Quantile-Quantile Plots

This exercise is about quantiles and quantile-quantile plots. You'll probably find these mysterious until you gain some experience with them. But persevere--they are one of the most important techniques you'll learn in this course.

Readings

Exercise

This exercise involves the ToothGrowth data set, which is part of the default R distribution. You don't have to download it. It is there for you to use whenever you launch R. This data set describes tooth length in guinea pigs that have been fed diets supplemented with Vitamin C, delivered either as orange juice (OJ) or as ascorbic acid (VC). There are also three different doses: 0.5 milligrams, 1 milligram, and 2 milligrams.

To get a sense of what's in the dataset, type

head(ToothGrowth)

at the R prompt.

As you work on this project, look for inspiration at the examples page of the course website. When you find a relevant example, click on the image. This will bring up the R code that produced the image.
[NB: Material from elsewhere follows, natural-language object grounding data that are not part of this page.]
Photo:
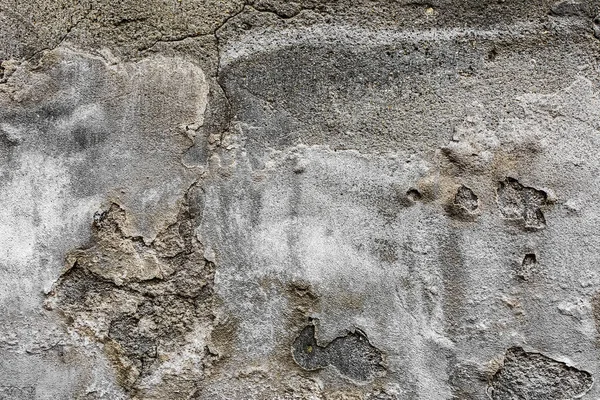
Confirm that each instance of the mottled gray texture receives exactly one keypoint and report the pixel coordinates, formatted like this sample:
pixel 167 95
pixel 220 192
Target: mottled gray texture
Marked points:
pixel 533 376
pixel 193 192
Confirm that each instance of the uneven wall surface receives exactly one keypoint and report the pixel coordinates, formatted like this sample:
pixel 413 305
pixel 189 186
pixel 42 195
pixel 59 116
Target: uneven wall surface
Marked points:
pixel 318 199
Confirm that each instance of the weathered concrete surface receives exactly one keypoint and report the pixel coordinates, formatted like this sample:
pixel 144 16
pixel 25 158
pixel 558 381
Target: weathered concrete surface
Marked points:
pixel 299 200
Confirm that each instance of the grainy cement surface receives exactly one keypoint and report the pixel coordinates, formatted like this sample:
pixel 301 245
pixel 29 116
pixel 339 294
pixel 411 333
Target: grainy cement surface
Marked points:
pixel 315 199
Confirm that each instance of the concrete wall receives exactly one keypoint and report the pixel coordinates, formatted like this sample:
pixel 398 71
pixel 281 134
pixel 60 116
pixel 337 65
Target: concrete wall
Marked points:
pixel 316 199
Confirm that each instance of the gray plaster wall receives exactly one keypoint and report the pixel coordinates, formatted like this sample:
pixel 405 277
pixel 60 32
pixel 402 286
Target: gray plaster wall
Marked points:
pixel 316 199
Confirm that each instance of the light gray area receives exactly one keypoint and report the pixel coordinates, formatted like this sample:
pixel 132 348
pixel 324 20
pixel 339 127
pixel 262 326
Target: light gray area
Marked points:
pixel 299 200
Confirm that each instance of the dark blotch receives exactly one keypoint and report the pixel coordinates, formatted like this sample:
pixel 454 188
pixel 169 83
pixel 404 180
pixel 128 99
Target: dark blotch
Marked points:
pixel 533 376
pixel 352 355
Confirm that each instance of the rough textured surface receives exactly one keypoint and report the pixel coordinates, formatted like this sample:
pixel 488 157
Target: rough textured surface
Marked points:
pixel 194 193
pixel 534 376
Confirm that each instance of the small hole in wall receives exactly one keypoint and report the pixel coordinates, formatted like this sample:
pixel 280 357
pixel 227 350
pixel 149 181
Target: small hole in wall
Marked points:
pixel 529 259
pixel 414 195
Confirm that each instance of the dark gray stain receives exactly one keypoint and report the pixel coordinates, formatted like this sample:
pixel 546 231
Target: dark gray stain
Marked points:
pixel 527 267
pixel 522 203
pixel 533 376
pixel 466 199
pixel 597 26
pixel 567 8
pixel 414 195
pixel 17 393
pixel 352 355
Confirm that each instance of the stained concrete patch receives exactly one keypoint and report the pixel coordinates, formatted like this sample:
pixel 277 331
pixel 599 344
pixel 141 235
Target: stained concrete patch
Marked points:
pixel 352 355
pixel 534 376
pixel 143 301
In the ToothGrowth dataset, "dose" is numeric. I advise turning it into a factor, since it has only 3 values. To do this, you'll need to make your own copy of the dataset:

df <- ToothGrowth
df$dose <- factor(df$dose)
  1. For each type of supplement (OJ or VC), use strip plots to see how dosage affects tooth growth. To this end, use the "aes" function to map "len" to the x axis, "supp" to the y axis, and "dose" to color. Then use geom_jitter. You'll have to play around with the "height" and "width" arguments to get a clear picture. It will help to specify "shape=1" so that the points plot as open circles.

  2. Then use superimposed density plots.
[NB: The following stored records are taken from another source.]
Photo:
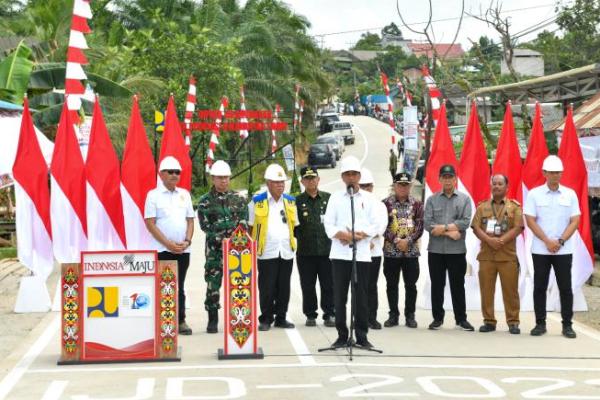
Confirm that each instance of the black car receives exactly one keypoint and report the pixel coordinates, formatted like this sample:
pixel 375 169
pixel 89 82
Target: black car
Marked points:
pixel 321 154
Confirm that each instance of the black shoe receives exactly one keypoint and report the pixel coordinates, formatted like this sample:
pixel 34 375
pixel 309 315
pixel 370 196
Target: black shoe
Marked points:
pixel 263 326
pixel 391 321
pixel 465 326
pixel 184 329
pixel 329 322
pixel 340 342
pixel 568 332
pixel 364 343
pixel 487 328
pixel 213 321
pixel 435 325
pixel 285 324
pixel 539 330
pixel 411 322
pixel 374 324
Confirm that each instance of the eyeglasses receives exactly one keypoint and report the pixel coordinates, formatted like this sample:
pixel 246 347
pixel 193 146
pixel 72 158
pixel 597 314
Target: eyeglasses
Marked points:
pixel 283 218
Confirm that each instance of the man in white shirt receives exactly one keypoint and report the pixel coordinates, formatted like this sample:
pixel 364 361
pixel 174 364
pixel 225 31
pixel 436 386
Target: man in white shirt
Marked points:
pixel 366 183
pixel 338 225
pixel 552 213
pixel 272 215
pixel 169 218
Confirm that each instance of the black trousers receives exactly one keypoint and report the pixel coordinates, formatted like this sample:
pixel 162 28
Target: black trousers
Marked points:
pixel 309 268
pixel 409 267
pixel 456 265
pixel 342 274
pixel 183 263
pixel 541 275
pixel 274 277
pixel 372 294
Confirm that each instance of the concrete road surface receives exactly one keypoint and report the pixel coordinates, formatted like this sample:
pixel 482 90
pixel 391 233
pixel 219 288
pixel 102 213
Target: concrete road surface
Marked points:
pixel 415 363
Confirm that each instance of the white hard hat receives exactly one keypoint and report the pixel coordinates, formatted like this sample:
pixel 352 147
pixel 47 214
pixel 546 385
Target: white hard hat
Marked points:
pixel 220 168
pixel 350 163
pixel 552 164
pixel 275 172
pixel 169 162
pixel 366 177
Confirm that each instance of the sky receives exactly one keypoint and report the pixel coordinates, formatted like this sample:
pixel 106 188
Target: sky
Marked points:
pixel 330 16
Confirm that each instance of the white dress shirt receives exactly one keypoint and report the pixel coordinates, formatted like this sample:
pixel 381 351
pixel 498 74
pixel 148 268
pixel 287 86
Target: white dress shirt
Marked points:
pixel 552 210
pixel 171 210
pixel 278 234
pixel 381 222
pixel 338 218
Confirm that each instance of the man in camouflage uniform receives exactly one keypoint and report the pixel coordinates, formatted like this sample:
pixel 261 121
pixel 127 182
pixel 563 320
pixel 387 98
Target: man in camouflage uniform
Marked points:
pixel 220 211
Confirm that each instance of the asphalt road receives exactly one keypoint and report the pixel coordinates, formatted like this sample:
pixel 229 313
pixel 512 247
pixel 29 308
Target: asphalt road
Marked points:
pixel 415 363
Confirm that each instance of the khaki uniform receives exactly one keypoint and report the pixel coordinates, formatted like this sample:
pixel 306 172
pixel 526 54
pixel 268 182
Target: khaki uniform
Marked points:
pixel 497 219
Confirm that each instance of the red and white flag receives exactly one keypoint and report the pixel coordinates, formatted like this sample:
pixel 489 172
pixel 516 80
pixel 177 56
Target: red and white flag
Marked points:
pixel 190 107
pixel 30 173
pixel 434 94
pixel 68 194
pixel 138 177
pixel 575 177
pixel 106 225
pixel 74 89
pixel 173 145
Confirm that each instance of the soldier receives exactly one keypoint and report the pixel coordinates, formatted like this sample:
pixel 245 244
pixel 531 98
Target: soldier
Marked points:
pixel 169 218
pixel 313 249
pixel 273 217
pixel 220 211
pixel 497 223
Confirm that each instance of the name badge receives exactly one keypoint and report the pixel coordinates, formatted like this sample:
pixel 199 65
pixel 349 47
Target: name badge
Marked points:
pixel 491 226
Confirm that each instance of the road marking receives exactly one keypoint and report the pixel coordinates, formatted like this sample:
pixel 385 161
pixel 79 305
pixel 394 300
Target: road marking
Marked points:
pixel 15 374
pixel 142 369
pixel 300 346
pixel 300 386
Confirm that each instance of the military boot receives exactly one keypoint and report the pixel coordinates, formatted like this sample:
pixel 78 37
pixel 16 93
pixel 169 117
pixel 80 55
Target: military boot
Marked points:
pixel 213 321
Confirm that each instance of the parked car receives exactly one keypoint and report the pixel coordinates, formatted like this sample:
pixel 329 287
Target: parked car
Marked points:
pixel 333 141
pixel 345 129
pixel 321 154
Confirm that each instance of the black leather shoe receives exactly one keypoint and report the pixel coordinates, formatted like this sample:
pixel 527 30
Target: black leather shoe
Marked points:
pixel 435 325
pixel 340 342
pixel 374 324
pixel 568 332
pixel 411 322
pixel 539 330
pixel 285 324
pixel 263 327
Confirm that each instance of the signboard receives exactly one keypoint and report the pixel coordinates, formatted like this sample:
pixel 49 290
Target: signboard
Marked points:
pixel 410 128
pixel 119 306
pixel 240 312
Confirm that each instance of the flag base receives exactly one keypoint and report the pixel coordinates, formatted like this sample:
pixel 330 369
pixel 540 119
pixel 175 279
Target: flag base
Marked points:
pixel 259 355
  3. Then use qq plots to compare each adjacent pair of dosages (1 vs 0.5, and 2 vs 1). I couldn't find an elegant solution to this problem, so here are some inelegant hints.

First extract vectors for a single supplement and a pair of dosages:

vc05 <- with(df, len[supp=="VC" & dose=="0.5"])
vc1 <- with(df, len[supp=="VC" & dose=="1"])

Now we can use the trick discussed in the qqplots lecture, and also in tenorbassqq.r, on the examples page:

df2 <- as.data.frame(qqplot(vc05, vc1, plot.it=FALSE))

This constructs a data frame, in which variable x has the quantiles of one distribution and variable y has those of the other.

In the plot command, we want to make the X and Y ranges the same, so we need the range of both vectors taken together:

r <- range(c(vc05, vc1))

The plot command is now

ggplot(df2, aes(x,y)) +
    geom_abline(slope=1,intercept=0,color="blue") +
    coord_fixed(ratio=1, xlim=r, ylim=r) +
    geom_point()

You'll need to repeat this process for each comparison: once (as above) to compare dose 1 to 0.5 for the VC supplement, then again to compare 2 to 1, and then two more times for the OJ supplement.

This is vastly easier in Lattice. Here is the whole of step 3:

library(lattice)
qq(dose~len|supp, data=subset(ToothGrowth, dose==0.5 | dose==1.0), aspect=1)
qq(dose~len|supp, data=subset(ToothGrowth, dose==1 | dose==2), aspect=1)
  1. Write a paragraph or two describing how the dosage of vitamin C affects tooth growth. Does growth increase with dosage? Do the distributions change by additive shifts, or in some other pattern? Does it matter whether the vitamin C is provided as orange juice or as ascorbic acid?